Giants co-owner Steve Tisch broke a two-year silence with a strong statement in the wake of GM Dave Gettleman’s dismissal on Monday.
“It is an understatement to say John [Mara] and I are disappointed by the lack of success we have had on the field,” Tisch said in a statement released by the team. “We are united in our commitment to find a general manager who will provide the direction necessary for us to achieve the on-field performance and results we all expect.”
The team tried to sell Gettleman’s departure as a retirement, but it amounted to a firing for four years of malpractice with a 19-46 record, a .292 winning percentage.
Mara said in a statement the Giants now are “looking for a person who demonstrates exceptional leadership and communication abilities, somebody who will oversee all aspects of our football operations, including player personnel, college scouting and coaching.”
Seeking a new GM who oversees the coaching staff leaves head coach Joe Judge’s status unclear. Judge’s Monday was “business as usual,” per Saquon Barkley, running exit and team meetings normally with no indication something was off.
But Judge wasn’t available to the media. Players said he didn’t make any special statement that he’s back. And Barkley couldn’t confirm Judge’s status.
“Um, I don’t really know how to answer that,” the running back said, shrugging his shoulders.

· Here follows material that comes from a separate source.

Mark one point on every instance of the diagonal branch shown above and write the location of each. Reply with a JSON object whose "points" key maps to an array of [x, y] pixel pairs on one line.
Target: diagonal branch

“I’m not sure,” defensive lineman Leonard Williams added, when asked if Judge will remain his coach. “I haven’t heard anything today to say otherwise. I love the guy, honestly. I love the way he approaches the game, and I like playing for him.”
The GM candidate list to replace Gettleman must be wide-ranging. It is expected to include names like Monti Ossenfort (Titans), Kevin Abrams (Giants), Will McClay (Cowboys), Ed Dodds (Colts), Joe Schoen (Bills), Dave Ziegler (Patriots) and likely others.
It certainly needs to be more comprehensive than the December of 2017 search that put Gettleman in the big chair. That year, the Giants only interviewed Gettleman, Abrams, VP of player evaluation Marc Ross, and former personnel exec/ESPN analyst Louis Riddick. Three of the four candidates were “in the family,” so to speak.
Ownership wanted Gettleman to run it back with Manning. The GM did that in 2018, and it backfired in colossal fashion, burying the franchise in ignominy and irrelevance.
Years of bad drafting, poor free agent signings, and bad contracts have the Giants (22-59) tied with the Jets for the worst record in the NFL over the past five seasons.
Gettleman’s only remaining hope for setting the Giants up favorably in some way for the future lies in Daniel Jones’ health and ability to take the next step into being a franchise quarterback. Gettleman selected Jones No. 6 overall in 2019.
But Jones is sidelined with a neck injury entering the fourth year of his rookie contract with questions lingering about whether the Giants should even pick up his fifth-year option for 2023 this spring.
Despite Gettleman’s “disappointing” tenure — his words, in a statement released Monday — the outgoing GM was allowed to have family and friends on the MetLife Stadium sideline for pre-game photos on Sunday.
That ceremony stood in stark contrast to Reese’s midseason firing on the gloomy morning of Dec. 4, 2017, after a road loss to the Oakland Raiders with Geno Smith starting at QB.
The Giants remain in a fog to this day.